Ian turned to find himself facing Archibald Burgess, who grabbed his arm. Ian tried to yank away, but the man’s grip was too strong. Only when someone began yelling from the lawn did Ian finally pull away. With shock, he realized the runner was Alice, waving and screaming, gesturing toward dark figures encroaching from the lawn’s edges.
Ian headed for Bridget, who wasn’t running at all. She was waving Ian forward, into the circle on the lawn.

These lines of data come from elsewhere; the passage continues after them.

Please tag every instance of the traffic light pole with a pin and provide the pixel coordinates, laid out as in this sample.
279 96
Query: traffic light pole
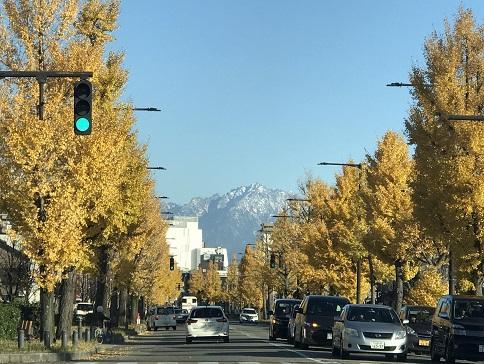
41 77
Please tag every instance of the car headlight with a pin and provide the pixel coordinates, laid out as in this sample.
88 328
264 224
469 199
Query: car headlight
458 330
351 332
410 331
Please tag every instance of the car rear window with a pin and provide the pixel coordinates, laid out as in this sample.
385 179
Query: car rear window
322 307
283 308
249 311
165 311
469 309
372 314
207 312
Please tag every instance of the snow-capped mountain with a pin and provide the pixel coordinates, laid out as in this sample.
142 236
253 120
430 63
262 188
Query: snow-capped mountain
232 220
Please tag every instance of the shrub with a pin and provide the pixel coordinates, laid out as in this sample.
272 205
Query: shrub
10 322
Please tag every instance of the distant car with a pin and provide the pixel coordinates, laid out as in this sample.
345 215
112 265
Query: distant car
419 327
314 320
161 317
181 315
84 308
373 329
458 329
248 315
290 326
279 318
207 322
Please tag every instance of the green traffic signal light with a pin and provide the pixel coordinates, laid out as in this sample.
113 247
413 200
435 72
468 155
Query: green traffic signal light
82 107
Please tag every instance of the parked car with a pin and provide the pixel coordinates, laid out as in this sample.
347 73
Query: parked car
279 318
458 329
181 315
161 317
419 327
207 322
314 320
290 325
248 315
374 329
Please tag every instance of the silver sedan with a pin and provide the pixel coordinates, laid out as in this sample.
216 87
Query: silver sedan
373 329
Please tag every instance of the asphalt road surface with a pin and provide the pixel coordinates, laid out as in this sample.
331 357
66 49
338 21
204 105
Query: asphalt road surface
248 344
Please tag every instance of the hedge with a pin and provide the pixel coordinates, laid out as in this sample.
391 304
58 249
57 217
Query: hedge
9 320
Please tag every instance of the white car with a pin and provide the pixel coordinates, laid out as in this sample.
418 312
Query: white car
248 315
161 317
207 322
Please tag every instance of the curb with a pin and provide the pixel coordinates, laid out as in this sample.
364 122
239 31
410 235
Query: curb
47 357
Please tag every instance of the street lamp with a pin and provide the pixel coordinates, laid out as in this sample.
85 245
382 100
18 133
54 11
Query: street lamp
358 261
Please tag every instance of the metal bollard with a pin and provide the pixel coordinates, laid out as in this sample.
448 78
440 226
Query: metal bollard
64 340
21 339
47 339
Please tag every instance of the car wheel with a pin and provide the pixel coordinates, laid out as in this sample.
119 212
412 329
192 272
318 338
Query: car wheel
435 357
402 357
449 353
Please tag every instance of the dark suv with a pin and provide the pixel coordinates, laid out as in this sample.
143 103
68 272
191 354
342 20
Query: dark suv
280 318
458 329
419 327
315 319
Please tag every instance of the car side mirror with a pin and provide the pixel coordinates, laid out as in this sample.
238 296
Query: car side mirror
444 315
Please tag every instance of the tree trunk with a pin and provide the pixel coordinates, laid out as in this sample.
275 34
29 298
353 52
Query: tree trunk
399 285
46 313
123 301
372 279
114 308
66 304
358 280
451 273
134 308
101 286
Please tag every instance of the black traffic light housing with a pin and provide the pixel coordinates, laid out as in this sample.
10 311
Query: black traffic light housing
82 107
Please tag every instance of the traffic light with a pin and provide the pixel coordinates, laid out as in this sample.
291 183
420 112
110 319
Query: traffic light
82 107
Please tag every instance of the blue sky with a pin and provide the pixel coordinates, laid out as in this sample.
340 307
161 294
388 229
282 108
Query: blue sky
261 91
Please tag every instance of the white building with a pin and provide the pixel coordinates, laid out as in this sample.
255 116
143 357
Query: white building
184 237
216 255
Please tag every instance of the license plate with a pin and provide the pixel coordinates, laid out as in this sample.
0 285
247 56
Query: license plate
377 345
424 342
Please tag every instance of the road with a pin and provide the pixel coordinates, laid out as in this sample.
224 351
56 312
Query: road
248 344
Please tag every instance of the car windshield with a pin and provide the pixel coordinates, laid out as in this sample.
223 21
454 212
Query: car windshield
249 311
469 309
420 315
284 308
165 311
85 306
372 314
320 307
207 312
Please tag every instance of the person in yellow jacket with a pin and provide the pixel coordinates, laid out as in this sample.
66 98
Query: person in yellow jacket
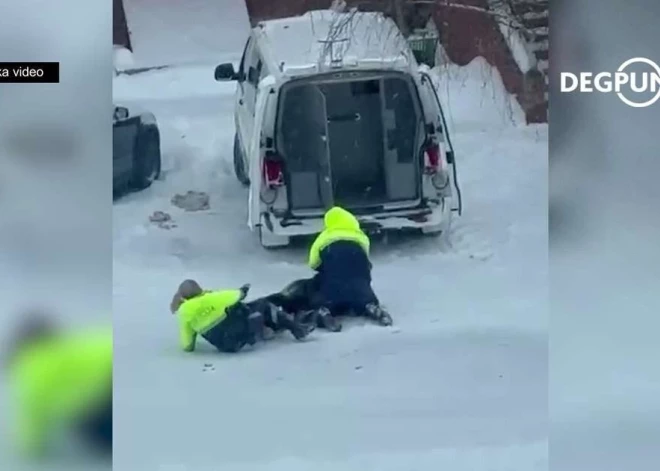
63 385
340 256
224 320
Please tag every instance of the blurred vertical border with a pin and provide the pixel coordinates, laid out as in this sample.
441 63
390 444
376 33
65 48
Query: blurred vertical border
55 176
604 245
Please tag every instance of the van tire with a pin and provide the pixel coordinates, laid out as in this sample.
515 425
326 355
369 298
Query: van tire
239 163
444 227
269 240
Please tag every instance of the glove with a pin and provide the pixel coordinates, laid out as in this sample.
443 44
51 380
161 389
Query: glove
245 289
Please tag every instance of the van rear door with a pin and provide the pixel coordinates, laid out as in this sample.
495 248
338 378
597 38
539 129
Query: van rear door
302 140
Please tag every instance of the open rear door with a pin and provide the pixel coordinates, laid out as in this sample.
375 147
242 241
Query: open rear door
303 142
255 149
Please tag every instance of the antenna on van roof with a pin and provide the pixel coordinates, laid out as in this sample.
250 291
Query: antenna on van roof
336 54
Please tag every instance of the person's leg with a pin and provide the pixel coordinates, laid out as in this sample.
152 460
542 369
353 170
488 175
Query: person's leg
96 428
323 310
365 303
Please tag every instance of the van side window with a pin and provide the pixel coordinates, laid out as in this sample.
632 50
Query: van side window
254 75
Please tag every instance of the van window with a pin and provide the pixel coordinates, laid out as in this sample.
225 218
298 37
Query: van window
241 67
254 75
400 103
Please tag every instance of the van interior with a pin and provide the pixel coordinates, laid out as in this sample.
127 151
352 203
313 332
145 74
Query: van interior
352 141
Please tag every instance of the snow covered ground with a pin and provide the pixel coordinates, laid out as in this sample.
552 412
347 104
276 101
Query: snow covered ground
460 382
171 32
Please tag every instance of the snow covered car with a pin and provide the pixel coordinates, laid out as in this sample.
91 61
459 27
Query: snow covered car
135 150
332 109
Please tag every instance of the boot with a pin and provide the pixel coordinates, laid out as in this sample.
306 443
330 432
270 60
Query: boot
326 320
256 326
378 314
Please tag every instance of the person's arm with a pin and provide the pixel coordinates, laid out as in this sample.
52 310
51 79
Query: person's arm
187 336
314 261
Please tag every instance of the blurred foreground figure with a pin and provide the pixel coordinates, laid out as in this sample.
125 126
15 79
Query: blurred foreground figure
340 257
63 386
224 320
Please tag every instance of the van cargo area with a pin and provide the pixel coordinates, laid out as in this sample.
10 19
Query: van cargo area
350 139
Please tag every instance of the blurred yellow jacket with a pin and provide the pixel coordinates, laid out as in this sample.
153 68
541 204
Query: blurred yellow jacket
58 381
202 313
339 225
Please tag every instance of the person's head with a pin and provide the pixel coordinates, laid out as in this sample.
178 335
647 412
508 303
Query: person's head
188 289
337 218
34 326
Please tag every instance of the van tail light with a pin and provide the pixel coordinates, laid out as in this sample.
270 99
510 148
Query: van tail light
273 170
432 158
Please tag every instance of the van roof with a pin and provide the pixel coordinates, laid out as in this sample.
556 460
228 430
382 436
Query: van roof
323 40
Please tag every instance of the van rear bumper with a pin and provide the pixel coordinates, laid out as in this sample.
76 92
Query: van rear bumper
425 219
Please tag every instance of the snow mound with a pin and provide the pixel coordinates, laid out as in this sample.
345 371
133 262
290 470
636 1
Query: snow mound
122 58
474 96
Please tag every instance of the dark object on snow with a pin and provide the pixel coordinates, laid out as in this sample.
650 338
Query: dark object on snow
301 299
192 201
344 279
136 158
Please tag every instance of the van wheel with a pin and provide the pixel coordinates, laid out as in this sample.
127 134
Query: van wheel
269 240
146 157
444 227
239 163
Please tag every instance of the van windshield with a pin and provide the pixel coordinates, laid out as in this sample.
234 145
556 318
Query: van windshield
351 142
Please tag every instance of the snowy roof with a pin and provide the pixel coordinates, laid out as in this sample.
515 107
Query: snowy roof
311 43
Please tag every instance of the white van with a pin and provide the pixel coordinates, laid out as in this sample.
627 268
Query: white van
332 109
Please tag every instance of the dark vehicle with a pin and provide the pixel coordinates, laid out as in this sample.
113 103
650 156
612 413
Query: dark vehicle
135 150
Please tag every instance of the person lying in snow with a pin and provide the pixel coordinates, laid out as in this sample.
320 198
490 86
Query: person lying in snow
224 320
342 284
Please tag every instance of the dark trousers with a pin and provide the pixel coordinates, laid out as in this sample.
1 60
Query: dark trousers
343 280
95 428
313 293
234 332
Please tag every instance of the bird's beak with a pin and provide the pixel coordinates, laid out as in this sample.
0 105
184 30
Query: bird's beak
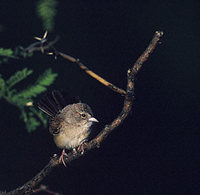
93 120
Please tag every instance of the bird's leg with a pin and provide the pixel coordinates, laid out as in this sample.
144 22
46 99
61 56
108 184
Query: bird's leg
61 159
81 148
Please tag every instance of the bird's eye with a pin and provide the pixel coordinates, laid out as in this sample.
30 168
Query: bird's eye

Toward Bobby and the others, who still hadn’t
broken rank enough to raise their weapons.
“They’re going to release ferals!” Alice shouted. “They’ve got ferals and they’re—”
There was new movement as a man emerged from behind a tree and seemed to release something, same as yesterday in the mall.
The deadhead came forward exactly one step, toward the crowd’s uninfected.
Then it turned around and bit the man who’d let it go.
Ian saw an arc of blood as the thing hit an artery.
Then the handler turned and attacked someone new.
CHAPTER SEVENTY-FIVE
WATCH HIM WITH THIS
FOR THE SCANTEST OF MOMENTS, Bobby felt relief. His shotgun came up, and he waved it to clear a half circle, but nothing was coming for them. Not yet. Instead, the action was sticking close to its sources. Ferals turned on their handlers rather than the crowd then entered the masses, taking down the slow and weak, like cheetahs chasing the least-fit gazelle.
Natural selection at its finest. And luckily, Bobby and the others had come prepared. Behind them, Ian, Bridget, and Ian’s knot of colleagues were quickly descending into hysterics. But they’d be fine. Bobby was a hunter, and his people were adept. They weren’t the least fit. They were the most fit.
But the fallacy hit him almost immediately.
A woman in a blue blouse came screaming toward him. She tackled Bobby hard, her neck spouting blood, her shoulder’s exposed tendons like wires inside a busted radio. Bobby firmed up, ready to pass her behind him to join the group he’d protect on the way out. But she didn’t go easily. She grabbed his arm with both hands like a hungry man grabs a chicken leg.
Bobby pivoted and swung his elbow in a short, hard circle. The woman staggered back. When she came at him again, Bobby raised his shotgun and cut her almost in half. The top continued to snarl and crawl forward.
“What the FUCK?” said Jason, backing up.
“They’re biting the infected. It’s — ”
“They don’t bite people who are already infected, man!” Jason shouted over the growing melee.